As I am closing in on my big day to move to the new city to start my dream job, I cannot help but wonder if a last conversation with you would make a difference?
All signs point to no, but my heart cannot stop thinking about you as I stare at my phone, hoping your name will pop up.
Would it be too bad to call you?
Honestly, the problem isn’t even you but the fact that I have been romanticizing our dysfunctional relationship for so long. It was never healthy because we did everything in our power to make each other feel like shit.
We zoned in on each other’s insecurities and attacked one another every time we got mad. We apologized, but only to come back and hurt each other more. We never set nor respected each other’s boundaries.
We never cared about the other one’s heart.
We were the couple that inspired people to write our stories and dramatize every part of it because everything about us was so volatile.
We truly loved each other, but we never learned how to treat each other right because we got so used to just being the way we were.
Our love was filled with intensity, but it was fragile, and the passion we shared became more about attacking and displaying more of our insecurities and our past, rather than nurturing our love for the future.
It was only a matter of time till our toxic egos destroyed both of us. We became more vindictive than forgiving. We wanted to keep loving each other but we were unable to stop resenting each other for how much we had hurt one another in the past.
We could never forgive.
You exhausted me and my heart, doubting my every move and intention. I was claustrophobic in my own life with you. We did our best to torture each other as if it were a competition where we desperately wanted to win, when in reality, we were both losing.

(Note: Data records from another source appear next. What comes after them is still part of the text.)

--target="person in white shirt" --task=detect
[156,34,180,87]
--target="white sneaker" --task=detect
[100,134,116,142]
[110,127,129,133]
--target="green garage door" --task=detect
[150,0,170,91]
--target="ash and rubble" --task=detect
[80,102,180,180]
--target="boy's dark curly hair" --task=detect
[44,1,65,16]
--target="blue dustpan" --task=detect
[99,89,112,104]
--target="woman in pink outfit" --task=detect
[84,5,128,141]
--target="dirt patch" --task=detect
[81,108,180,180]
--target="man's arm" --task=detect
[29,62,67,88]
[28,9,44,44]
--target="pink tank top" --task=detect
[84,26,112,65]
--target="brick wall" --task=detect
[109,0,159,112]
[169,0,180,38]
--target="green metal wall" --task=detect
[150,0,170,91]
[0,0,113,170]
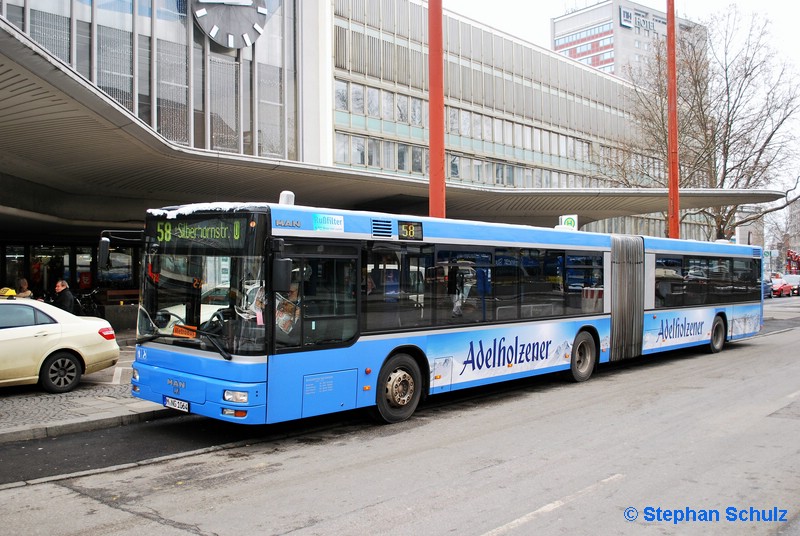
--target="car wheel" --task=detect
[39,352,82,393]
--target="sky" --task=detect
[442,0,800,71]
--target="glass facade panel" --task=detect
[209,53,239,152]
[28,0,70,63]
[97,0,133,111]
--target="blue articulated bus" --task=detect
[132,197,763,424]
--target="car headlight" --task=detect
[222,390,248,404]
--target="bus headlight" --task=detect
[222,391,247,404]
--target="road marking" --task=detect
[483,473,625,536]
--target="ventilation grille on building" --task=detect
[372,220,392,238]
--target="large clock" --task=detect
[191,0,267,48]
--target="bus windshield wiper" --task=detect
[192,329,233,361]
[136,333,164,344]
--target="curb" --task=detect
[0,408,175,444]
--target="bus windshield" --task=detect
[137,213,267,359]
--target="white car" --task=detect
[0,298,119,393]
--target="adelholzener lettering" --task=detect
[658,318,704,341]
[459,336,553,376]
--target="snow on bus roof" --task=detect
[147,201,271,220]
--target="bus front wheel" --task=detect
[708,316,725,354]
[374,354,422,424]
[569,331,597,382]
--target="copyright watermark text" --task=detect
[622,506,789,525]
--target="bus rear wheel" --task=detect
[569,331,597,382]
[708,316,725,354]
[374,354,422,424]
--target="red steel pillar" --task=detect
[428,0,447,218]
[667,0,681,238]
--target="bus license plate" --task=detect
[164,396,189,413]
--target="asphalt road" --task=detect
[0,300,800,536]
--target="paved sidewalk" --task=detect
[0,331,174,443]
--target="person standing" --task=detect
[53,279,75,314]
[17,277,33,298]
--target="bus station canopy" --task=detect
[0,20,784,237]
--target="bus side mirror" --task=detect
[97,236,111,270]
[272,258,292,292]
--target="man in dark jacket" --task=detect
[53,279,75,314]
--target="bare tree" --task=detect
[598,6,800,238]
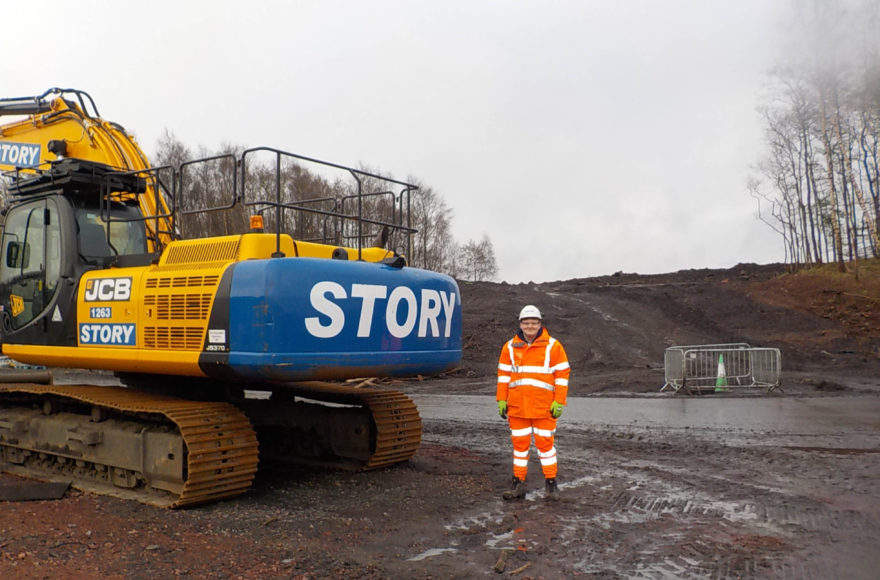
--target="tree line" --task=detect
[153,130,498,281]
[748,0,880,271]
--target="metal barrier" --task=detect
[660,342,782,394]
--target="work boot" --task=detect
[544,477,559,501]
[501,476,526,499]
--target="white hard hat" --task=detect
[519,304,542,320]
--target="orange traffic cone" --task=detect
[715,354,727,393]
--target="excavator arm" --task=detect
[0,88,174,252]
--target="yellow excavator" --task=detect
[0,88,461,507]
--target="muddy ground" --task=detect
[0,263,880,579]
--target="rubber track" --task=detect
[280,382,422,471]
[0,384,259,508]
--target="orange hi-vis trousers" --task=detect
[507,417,556,481]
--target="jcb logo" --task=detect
[84,278,131,302]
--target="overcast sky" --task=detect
[0,0,792,282]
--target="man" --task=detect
[495,304,571,501]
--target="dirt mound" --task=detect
[456,260,880,394]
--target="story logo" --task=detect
[0,143,40,167]
[79,323,135,346]
[305,281,455,338]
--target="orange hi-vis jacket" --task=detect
[495,328,571,419]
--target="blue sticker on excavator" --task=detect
[227,258,461,380]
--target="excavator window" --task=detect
[0,199,61,328]
[76,203,147,264]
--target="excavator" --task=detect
[0,88,461,508]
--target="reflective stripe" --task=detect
[544,336,556,368]
[513,366,552,375]
[538,447,556,459]
[510,378,553,391]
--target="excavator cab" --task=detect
[0,160,153,346]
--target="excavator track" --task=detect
[0,383,258,508]
[243,381,422,471]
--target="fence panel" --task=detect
[660,343,782,393]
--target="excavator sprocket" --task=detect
[243,381,422,471]
[0,383,258,508]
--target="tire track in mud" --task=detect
[414,414,880,578]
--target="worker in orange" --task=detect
[495,304,571,501]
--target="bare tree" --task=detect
[749,0,880,270]
[457,235,498,282]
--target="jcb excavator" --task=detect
[0,89,461,507]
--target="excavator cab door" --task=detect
[0,197,62,333]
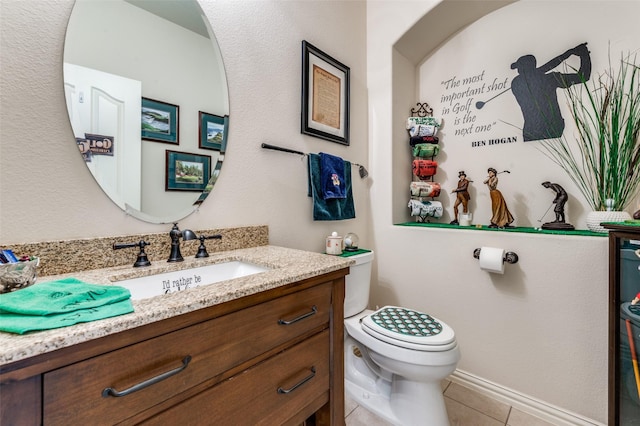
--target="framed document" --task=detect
[300,40,349,145]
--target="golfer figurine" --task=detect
[483,167,515,228]
[542,181,575,231]
[450,171,471,225]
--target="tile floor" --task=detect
[345,380,553,426]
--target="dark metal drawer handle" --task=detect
[278,367,316,394]
[278,305,318,325]
[102,355,191,398]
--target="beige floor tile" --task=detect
[440,379,451,392]
[507,408,553,426]
[444,383,510,425]
[345,406,393,426]
[444,397,504,426]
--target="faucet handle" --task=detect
[196,234,222,259]
[113,240,151,268]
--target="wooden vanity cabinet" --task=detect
[604,224,640,426]
[0,269,348,425]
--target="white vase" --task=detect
[587,211,631,232]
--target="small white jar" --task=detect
[327,231,342,256]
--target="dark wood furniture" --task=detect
[0,268,348,425]
[604,224,640,426]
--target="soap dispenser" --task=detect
[327,231,342,256]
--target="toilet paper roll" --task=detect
[479,247,504,274]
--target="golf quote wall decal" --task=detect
[440,43,591,148]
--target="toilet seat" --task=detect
[361,306,456,351]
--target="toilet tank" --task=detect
[344,251,373,318]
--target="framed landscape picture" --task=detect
[198,111,229,152]
[140,98,180,145]
[165,150,211,192]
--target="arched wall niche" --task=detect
[391,0,518,223]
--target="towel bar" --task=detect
[260,142,369,179]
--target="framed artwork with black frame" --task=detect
[301,40,350,145]
[141,98,180,145]
[198,111,229,152]
[165,150,211,192]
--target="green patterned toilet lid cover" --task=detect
[371,307,442,337]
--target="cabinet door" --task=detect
[611,235,640,426]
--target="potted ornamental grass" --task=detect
[541,55,640,232]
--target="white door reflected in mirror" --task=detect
[64,0,229,223]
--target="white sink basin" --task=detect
[114,260,270,300]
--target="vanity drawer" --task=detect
[143,330,330,426]
[43,282,332,425]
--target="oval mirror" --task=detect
[63,0,229,223]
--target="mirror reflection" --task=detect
[63,0,229,223]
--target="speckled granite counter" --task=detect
[0,246,354,365]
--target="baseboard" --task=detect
[449,370,605,426]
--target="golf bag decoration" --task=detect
[406,103,443,222]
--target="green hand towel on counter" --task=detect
[0,278,133,334]
[0,300,133,334]
[0,278,131,315]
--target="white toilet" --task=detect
[344,252,460,426]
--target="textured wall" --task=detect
[0,0,371,251]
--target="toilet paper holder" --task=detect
[473,248,518,265]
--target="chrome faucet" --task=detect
[167,223,198,262]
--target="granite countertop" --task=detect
[0,246,354,366]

We talked about our depression and sadness in our overly self-involved lives because we never considered others and forgot to see the blessings in our privileged lives. We focused so much on each other that we forgot what was really important in life.
We were addicted to the misery that our togetherness brought us. Others would call it unnecessarily dramatic, and we called it passionate, and we were delusional.
I look back and see that it was always about us because we were selfish. We thought we did so much for one another when everything was only about us.
I always loved you, but I started to loathe your presence because I had fallen in love with the fictional version of you in my head and not the insensitive, cheating person you actually were.
Could I have tried to be more vulnerable? Remember when you told me about all the women whose hearts you had managed to break while shamelessly using their bodies for disgusting stories to tell your friends?
You told me I was more special, but I never believed you.
We had so many chances to walk away but we kept coming back to each other because no same person can handle this level of a dysfunctional relationship that isn’t good for anyone.
We kept coming back to each other because we never knew what a healthy relationship was or we enjoyed the chaos that brewed between you and me. We enjoyed the unnecessary madness. We thought we could never find someone better, and we were wrong.
We were so bad for each other because we were the worst versions of ourselves possible when we got together. We inflicted pain and sadness upon each other as if that’s how we were meant to be. We were the worst together.
We only came together to see how much of each other we could destroy. We are the story people might enjoy reading about but never want to witness in real life.
It took me years, but I finally understand that we were never meant to be.